Hello? I have an English literature degree. And I’m familiar with Bradbury’s classic FAHRENHEIT 451. Are you serious right now?
But worse than that expectation that I wouldn’t “get” what sophomores are doing is the drill that will be held during second period. The vice-principal came in first thing to hand me the “procedures.”
I’ve already been on a fire drill at this school. But today there will be a LOCK DOWN drill. This is preparatory for a “live shooter” or “other threat” on campus.
So, when the announcement comes on, I’ll get to pull the blinds, switch of the lights and huddle under my desk with a class full of teenagers. All of them will have their phones out, and I’m supposed to keep them off those.

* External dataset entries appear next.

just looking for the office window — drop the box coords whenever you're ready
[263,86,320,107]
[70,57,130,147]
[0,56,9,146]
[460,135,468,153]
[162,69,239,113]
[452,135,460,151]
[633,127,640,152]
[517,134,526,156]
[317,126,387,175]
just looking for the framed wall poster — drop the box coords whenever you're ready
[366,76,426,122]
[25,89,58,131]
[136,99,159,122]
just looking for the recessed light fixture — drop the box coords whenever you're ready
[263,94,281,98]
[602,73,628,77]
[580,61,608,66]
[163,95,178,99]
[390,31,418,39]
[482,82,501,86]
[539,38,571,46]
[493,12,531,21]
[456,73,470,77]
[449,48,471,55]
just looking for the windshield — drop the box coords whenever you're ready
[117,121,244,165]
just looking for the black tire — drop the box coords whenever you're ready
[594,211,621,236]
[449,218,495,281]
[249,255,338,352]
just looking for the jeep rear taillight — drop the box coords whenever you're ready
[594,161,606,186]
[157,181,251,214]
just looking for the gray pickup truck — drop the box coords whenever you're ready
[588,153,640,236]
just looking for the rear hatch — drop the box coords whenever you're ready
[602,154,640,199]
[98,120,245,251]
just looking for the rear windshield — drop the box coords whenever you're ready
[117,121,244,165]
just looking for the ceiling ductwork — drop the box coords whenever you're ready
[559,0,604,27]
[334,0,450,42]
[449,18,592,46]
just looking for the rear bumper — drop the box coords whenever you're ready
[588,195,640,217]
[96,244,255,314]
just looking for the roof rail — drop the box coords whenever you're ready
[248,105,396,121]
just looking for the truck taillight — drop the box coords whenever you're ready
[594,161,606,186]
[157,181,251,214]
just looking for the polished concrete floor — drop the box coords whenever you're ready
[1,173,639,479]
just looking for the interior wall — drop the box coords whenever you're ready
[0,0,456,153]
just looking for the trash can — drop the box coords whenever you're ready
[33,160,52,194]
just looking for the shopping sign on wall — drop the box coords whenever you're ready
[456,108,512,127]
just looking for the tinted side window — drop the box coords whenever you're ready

Because in the event of an actual lock down, those lights would be an open invitation to the threat that the room was filled with innocents. Not really a message we want to give out.

As the VP explains things to me (and I’m not a novice to this, so he really didn’t have to), he ends the conversation with, “It’s unfortunate that we even have to practice this.”

Unfortunate might be an understatement. This is the world we live in where people won’t even let kids learn in peace at school.

And then they decide to have a fire drill on the back side of sitting on the floor in the dark for six minutes. I’m sure you can guess how engaged those sophomores were when we came back to class 20 minutes later.


What Adds Interest

I didn’t want to end this post with a negative tone, so let’s talk about things that add interest to my day of substitute teaching. There are a few. It’s not always glorified babysitting (with a WAY better paycheck than I ever earned back in the day).

I’m a writer. I love reading. You can imagine what sort of things I’d find interesting when in the same room with teenagers. Things like:

  • Reading and discussing an article
  • Reading and discussing a short story with a specific purpose (like writing a paragraph on some literary device or element afterward)
  • Reading and discussing poetry
  • Watching a video that will spark a conversation that segues into an assignment
  • Brainstorming ideas for stories (a rare joy these days)
  • Class discussion when students actually participate

There are probably other things that have made the hours slide by in a middle or high school classroom. In the end, it boils down to student engagement and teacher-student interaction.

What things have you done at work lately that were unexpected? What makes the day drag on and on for you?